Real people like those I mix with every day where I live here in Monmouthshire, know the true value of things. Real people are surprisingly lacking in avarice, preferring a sense of predictability and community to the prospect of a fast fuck-'em-and-run buck. And real people have sensed that the City is a giant con job whose success, like a big fat tick on a sheep's rump, has sucked the blood out of the rest of the British economy. They are beginning to realise that if politicians were denied the bankers' taxes, they would have to start developing policies which earned them tax revenues from real jobs in manufacturing, engineering, agriculture and science; jobs that would become careers on the back of which ordinary people could found and provide for their families.
New Labour believed that the City was going to be Britain's saviour. Its actual long-term contribution has been to create a total paralysis in ideas for rebuilding the rest of the British economy. Before them, Thatcher believed that by liberating the financial markets capital would flow into the hands of hundreds of thousands of prudent small businessmen like her father, a Methodist shopkeeper in Grantham. She didn't anticipate that the frenzy of greed unleashed at the centre would spread outwards to create an entire popular culture based on mindless, short-term consumption. The suits in the City, it turned out, were not like her father: they did not conduct their business in accordance with Biblical principles but in a moral vacuum.

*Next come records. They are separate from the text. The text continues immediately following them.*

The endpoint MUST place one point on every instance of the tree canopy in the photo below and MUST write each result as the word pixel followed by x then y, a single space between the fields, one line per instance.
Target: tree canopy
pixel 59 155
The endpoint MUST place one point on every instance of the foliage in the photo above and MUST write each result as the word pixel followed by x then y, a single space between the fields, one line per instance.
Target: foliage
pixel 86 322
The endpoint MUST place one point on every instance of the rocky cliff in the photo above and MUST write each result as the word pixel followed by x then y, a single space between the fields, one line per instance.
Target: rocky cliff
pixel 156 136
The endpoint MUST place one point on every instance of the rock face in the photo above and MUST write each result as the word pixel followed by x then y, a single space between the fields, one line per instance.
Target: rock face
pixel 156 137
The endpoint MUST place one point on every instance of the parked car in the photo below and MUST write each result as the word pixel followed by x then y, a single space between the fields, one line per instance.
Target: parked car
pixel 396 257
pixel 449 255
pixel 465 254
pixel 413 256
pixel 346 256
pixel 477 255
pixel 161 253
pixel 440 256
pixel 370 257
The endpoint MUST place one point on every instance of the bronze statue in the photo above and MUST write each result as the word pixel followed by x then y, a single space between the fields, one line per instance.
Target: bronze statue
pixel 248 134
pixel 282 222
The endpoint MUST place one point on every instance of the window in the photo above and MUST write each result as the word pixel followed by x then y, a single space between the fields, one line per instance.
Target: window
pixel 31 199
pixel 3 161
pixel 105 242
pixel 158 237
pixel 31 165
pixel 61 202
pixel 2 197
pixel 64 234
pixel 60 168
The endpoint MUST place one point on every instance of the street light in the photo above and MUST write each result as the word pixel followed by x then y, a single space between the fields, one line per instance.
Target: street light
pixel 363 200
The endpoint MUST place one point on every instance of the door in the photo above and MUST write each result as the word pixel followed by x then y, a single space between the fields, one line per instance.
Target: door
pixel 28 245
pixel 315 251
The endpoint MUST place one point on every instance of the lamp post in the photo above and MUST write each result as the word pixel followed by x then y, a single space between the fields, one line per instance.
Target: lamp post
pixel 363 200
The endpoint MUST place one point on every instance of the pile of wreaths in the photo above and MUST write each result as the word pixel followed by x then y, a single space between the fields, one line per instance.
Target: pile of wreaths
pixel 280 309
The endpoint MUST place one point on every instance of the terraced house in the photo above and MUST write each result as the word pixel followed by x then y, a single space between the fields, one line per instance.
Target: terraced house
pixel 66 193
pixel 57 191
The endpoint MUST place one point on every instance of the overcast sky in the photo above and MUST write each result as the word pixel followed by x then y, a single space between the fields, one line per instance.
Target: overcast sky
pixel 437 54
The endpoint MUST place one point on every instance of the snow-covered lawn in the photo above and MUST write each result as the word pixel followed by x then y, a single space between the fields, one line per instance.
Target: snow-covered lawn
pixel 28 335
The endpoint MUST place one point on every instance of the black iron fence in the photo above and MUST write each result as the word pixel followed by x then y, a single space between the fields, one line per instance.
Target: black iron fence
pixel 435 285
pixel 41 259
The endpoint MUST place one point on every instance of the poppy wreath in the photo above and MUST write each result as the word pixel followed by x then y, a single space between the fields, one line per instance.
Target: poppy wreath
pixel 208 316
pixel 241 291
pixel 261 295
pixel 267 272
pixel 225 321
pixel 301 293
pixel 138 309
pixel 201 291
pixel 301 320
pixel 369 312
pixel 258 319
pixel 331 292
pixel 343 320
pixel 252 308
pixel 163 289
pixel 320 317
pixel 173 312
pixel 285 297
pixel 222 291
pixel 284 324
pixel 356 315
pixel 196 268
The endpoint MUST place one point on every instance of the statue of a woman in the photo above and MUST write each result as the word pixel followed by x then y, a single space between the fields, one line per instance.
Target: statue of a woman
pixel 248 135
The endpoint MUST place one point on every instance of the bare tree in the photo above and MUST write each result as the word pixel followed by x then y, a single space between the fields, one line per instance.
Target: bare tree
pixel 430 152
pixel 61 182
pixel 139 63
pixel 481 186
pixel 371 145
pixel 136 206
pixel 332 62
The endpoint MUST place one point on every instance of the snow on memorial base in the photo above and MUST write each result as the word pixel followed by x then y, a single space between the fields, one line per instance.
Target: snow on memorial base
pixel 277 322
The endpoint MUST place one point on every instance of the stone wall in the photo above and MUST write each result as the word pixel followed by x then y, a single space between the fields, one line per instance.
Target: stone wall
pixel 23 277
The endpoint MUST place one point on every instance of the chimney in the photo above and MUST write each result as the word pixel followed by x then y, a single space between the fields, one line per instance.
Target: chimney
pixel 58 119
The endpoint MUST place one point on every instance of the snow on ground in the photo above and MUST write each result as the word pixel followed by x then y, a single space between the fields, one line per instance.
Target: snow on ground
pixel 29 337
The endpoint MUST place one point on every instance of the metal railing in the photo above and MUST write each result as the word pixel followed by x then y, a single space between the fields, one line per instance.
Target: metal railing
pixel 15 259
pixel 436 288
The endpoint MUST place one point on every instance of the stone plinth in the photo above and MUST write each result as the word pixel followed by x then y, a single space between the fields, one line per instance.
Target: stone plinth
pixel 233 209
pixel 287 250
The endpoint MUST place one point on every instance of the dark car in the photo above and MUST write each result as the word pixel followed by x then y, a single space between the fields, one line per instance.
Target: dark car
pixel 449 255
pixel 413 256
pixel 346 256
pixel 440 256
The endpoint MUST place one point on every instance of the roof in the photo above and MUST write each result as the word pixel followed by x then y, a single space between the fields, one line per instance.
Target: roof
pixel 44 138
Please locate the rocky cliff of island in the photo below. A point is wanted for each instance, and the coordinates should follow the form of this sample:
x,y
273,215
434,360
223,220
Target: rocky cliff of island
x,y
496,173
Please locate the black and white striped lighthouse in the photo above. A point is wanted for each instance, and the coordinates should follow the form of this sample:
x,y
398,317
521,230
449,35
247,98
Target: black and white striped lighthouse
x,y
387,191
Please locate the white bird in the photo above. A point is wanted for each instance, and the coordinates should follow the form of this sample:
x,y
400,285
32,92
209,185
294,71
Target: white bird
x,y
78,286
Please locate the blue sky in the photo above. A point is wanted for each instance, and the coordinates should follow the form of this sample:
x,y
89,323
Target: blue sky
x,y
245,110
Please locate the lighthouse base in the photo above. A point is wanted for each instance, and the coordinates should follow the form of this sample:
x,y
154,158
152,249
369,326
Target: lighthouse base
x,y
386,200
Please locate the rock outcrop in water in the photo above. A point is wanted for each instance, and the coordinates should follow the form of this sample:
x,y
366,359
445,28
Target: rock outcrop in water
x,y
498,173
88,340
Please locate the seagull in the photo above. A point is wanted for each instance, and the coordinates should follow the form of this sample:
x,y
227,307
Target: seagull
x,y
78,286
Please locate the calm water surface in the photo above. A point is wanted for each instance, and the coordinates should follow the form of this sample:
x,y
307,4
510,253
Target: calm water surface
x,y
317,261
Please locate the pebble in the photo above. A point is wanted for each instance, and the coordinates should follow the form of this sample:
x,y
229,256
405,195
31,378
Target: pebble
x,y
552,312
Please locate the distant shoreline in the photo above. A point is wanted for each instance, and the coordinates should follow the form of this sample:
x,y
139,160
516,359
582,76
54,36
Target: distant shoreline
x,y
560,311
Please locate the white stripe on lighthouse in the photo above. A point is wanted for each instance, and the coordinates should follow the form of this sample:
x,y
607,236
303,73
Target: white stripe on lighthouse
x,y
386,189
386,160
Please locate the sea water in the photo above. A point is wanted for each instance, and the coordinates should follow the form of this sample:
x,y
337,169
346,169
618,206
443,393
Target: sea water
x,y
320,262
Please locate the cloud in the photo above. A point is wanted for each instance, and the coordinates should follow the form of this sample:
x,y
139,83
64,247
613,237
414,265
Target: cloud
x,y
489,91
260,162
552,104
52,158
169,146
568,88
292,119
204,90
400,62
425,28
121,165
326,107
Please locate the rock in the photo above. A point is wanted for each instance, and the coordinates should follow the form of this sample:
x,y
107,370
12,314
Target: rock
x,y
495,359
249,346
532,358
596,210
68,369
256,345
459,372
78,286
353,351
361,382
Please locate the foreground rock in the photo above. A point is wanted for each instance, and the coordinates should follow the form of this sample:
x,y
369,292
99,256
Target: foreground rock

An acquaintance of mine - a man who earns only a modest amount himself - is married to a woman who manages an investment fund for the super-rich. They live in one of those £4m plus London houses in an area that before the 80s was bedsit land for the poorest immigrants. A few years ago in the midst of the boom years, he said to me, "Working with money is a bit like running a fruit and veg stall. If you run a stall you get to take lots of apples and oranges home. If you work with money, you get to take a lot of it home." There's the rub. The bloated financiers have proved themselves to be nothing but alcoholic publicans: morally weak.
For years I've wondered, what would it take for my part of the world, South Wales, actually to re-generate, for capital to invest in the communities that were tough enough to send generations of men miles underground with nothing but a pick-axe, but which for more than 25 years have been left to rot? The answer is fast becoming clear: we have to make the banks into servants again.
We have to make them invest for the long term future, not concentrate their efforts on the computerised roulette which has brought Western nations to the brink of ruin. Politicians have to find the moral centre which their friends in finance so evidently lack. We have to bite down hard on that simple, unassailable truth that easy money is too good to be true; like the 500,000 euro Spanish villa built for peanuts, its inflated value exists for only a fleeting moment. Building real value, real wealth, is a long, hard slog which improves us far more than quick money ever could, and anyone who tells you different is a fool and a charlatan.